The effect of prefreeze in vitro culturing on the success of embryo freezing in mice.

There is currently a controversy as to whether the prolonged in vitro culturing of embryos before freezing has a deleterious effect on their ability to survive freezing and thawing. We compared the survival rate of frozen/thawed mouse embryos after in vitro culturing, from the two-cell stage through the eight-cell, morula, and blastocyst stages, with the survival of embryos developed in vivo to the same stages. Following induced superovulation and mating, embryos in the desired cleavage stage were flushed from the oviducts and/or uterus and either cultured in vitro or frozen immediately in sterile glass ampoules to -40 degrees C and plunged into liquid nitrogen for storage. Dimethyl sulfoxide (1.5 M) was used as cryoprotectant. After thawing, the survival rate (determined by the morphological appearance of the embryos) was significantly lower in the eight-cell stage embryos in the group grown in vivo (P less than 0.05).

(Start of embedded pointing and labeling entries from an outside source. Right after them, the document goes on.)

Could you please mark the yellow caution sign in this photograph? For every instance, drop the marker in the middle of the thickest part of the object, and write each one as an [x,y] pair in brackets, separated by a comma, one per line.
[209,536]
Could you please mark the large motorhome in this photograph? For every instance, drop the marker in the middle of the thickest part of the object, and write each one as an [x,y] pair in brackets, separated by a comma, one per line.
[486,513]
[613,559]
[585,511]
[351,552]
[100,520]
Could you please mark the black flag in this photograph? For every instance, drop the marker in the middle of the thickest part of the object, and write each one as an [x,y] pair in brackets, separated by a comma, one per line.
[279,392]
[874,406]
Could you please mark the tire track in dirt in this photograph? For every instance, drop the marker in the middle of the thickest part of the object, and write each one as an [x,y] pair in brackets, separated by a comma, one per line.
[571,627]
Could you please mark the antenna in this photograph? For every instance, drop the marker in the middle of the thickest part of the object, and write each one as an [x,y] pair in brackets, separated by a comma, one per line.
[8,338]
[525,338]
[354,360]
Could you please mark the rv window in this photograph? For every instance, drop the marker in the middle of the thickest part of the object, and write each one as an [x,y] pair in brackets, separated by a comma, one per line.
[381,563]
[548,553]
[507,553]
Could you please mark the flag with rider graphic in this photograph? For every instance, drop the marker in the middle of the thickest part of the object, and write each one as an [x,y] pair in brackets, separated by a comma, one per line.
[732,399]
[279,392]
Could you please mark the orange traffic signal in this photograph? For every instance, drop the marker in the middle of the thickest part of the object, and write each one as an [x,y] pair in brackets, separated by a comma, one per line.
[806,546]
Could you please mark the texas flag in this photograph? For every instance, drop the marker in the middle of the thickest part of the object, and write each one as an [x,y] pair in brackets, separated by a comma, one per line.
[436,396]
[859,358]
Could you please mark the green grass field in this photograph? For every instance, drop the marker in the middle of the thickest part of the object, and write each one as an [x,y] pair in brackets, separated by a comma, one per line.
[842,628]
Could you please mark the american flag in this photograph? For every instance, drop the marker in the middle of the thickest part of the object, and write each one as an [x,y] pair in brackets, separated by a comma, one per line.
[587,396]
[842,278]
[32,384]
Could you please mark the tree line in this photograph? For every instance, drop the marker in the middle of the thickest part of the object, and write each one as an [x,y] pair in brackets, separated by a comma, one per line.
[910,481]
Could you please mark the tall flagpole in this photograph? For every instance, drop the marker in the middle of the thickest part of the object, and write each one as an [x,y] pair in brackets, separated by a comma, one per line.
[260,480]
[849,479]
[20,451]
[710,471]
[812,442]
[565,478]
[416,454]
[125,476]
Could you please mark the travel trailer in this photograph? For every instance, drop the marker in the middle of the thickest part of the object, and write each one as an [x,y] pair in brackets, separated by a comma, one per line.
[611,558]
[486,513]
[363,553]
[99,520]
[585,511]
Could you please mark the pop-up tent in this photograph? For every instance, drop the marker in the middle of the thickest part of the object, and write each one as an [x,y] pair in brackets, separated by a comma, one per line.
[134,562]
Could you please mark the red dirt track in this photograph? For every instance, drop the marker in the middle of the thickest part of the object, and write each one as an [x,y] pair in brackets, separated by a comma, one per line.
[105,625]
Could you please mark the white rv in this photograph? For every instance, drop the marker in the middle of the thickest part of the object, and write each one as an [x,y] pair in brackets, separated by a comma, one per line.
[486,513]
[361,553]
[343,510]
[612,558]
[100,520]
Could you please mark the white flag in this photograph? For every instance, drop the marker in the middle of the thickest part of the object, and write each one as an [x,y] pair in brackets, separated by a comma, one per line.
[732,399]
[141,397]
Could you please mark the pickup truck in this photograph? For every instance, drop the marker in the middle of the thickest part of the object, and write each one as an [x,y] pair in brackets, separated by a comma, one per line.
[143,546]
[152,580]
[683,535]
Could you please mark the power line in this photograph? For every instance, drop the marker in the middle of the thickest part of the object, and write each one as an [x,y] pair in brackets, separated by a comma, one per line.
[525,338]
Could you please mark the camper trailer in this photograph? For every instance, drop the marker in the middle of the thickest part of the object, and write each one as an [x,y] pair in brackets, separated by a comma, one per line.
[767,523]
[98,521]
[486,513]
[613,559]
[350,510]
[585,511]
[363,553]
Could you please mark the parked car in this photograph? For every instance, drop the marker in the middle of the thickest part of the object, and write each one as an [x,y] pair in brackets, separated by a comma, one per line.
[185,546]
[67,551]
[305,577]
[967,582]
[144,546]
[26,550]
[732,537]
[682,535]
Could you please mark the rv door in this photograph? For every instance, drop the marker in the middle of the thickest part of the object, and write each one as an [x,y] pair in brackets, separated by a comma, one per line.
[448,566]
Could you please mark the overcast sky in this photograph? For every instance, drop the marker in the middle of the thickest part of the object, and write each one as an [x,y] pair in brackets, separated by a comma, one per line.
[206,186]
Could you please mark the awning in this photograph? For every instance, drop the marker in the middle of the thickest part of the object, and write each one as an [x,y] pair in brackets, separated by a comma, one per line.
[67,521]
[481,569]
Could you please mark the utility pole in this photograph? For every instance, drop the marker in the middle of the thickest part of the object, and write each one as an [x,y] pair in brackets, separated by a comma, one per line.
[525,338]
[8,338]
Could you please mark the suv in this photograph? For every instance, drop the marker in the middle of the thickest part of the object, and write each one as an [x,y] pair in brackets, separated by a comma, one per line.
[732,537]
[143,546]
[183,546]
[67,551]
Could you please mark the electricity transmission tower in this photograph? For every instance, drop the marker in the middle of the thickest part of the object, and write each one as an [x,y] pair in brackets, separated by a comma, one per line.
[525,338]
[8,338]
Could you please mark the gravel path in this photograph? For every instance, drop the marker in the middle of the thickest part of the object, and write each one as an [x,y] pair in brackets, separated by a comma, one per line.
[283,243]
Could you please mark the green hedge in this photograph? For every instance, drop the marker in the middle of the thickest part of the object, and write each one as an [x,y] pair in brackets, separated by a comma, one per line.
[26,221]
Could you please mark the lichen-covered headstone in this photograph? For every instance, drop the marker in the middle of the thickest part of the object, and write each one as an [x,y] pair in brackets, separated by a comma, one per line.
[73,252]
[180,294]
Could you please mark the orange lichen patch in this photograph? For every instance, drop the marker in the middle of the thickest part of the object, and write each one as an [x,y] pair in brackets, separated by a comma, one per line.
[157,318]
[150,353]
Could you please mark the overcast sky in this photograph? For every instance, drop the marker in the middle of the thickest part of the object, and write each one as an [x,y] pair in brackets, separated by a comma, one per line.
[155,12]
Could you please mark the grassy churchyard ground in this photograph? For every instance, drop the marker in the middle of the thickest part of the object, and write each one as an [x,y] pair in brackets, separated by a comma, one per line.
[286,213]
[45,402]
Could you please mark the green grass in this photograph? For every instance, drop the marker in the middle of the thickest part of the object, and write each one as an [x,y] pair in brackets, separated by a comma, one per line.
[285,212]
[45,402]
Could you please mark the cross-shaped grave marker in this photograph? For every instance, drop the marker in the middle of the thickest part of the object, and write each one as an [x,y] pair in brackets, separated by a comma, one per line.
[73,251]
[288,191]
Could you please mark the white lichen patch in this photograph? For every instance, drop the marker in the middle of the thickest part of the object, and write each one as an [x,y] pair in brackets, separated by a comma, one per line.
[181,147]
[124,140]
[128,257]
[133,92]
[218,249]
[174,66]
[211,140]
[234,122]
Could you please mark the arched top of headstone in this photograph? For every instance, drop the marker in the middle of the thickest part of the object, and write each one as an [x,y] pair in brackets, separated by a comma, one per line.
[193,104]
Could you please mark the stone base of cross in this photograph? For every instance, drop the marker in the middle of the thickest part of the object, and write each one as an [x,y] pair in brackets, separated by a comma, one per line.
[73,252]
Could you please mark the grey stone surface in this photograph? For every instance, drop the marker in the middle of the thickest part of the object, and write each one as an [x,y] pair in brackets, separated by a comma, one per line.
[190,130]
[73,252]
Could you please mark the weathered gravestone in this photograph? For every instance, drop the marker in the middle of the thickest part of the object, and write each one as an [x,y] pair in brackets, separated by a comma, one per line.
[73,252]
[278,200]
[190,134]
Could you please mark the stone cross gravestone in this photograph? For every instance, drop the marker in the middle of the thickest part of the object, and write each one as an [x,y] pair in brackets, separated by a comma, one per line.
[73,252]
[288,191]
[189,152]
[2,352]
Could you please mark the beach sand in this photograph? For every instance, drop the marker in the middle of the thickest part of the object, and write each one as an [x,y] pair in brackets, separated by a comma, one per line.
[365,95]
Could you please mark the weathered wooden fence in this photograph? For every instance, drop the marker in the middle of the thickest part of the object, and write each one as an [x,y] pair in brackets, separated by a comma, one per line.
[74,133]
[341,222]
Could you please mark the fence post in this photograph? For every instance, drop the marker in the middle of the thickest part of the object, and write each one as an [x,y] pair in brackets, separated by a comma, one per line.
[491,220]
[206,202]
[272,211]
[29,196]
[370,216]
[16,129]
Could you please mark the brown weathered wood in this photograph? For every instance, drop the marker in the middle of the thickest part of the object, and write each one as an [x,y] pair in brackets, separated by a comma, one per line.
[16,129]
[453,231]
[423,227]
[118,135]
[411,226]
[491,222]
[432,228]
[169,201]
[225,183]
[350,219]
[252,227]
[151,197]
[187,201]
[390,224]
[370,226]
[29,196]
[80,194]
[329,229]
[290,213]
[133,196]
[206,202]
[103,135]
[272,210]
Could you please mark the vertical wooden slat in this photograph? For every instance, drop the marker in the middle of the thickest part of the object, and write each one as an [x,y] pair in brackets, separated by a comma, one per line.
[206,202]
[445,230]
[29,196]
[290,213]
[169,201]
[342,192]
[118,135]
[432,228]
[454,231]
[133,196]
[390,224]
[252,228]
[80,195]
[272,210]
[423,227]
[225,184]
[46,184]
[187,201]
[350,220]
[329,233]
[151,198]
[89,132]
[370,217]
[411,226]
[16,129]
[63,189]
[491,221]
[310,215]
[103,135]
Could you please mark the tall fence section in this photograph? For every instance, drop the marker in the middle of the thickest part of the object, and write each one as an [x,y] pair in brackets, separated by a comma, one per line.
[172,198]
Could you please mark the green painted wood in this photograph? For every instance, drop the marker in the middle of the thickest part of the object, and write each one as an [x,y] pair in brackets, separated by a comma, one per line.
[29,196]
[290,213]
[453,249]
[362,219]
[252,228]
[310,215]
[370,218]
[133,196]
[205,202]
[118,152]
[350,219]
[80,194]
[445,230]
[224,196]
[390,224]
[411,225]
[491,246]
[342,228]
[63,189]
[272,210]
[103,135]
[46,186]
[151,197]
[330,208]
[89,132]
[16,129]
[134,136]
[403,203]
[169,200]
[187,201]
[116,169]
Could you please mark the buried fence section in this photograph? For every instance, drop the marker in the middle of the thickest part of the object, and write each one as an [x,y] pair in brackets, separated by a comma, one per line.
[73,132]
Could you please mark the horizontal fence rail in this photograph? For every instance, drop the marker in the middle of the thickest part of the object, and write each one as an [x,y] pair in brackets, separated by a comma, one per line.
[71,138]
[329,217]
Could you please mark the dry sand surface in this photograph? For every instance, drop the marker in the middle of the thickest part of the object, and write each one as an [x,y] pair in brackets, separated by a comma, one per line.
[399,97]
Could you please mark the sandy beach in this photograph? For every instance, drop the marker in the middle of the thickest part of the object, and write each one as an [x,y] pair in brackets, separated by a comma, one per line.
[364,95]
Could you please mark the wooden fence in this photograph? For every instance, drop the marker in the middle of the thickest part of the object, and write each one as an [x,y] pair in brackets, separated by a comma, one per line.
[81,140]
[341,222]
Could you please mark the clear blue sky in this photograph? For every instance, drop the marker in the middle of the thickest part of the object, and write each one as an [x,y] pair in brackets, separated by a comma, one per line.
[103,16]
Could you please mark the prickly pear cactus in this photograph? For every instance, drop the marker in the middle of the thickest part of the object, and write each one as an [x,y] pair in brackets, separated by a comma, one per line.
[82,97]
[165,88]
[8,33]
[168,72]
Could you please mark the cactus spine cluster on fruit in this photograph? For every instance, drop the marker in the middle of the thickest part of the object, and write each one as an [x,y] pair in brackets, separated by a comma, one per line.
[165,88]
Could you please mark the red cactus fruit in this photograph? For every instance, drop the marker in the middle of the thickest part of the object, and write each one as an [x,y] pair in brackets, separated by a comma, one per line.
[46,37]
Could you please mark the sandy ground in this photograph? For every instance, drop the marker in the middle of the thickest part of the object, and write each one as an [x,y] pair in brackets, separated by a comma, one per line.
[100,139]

The number of embryos developing into expanded and hatched blastocysts was not significantly different when the in vivo vs in vitro cultures were compared over each of the three cleavage stages: eight cells (82 vs 83%), morula (92 vs 87%), and blastocyst (33 vs 51%), respectively. There was a significant decrease in the development rate of blastocyst-stage embryos when compared with earlier stages under both culture conditions (P less than 0.001). It is concluded that, compared to in vivo-grown embryos frozen at the same stages, prolonged in vitro culture does not reduce the embryos' ability to develop normally.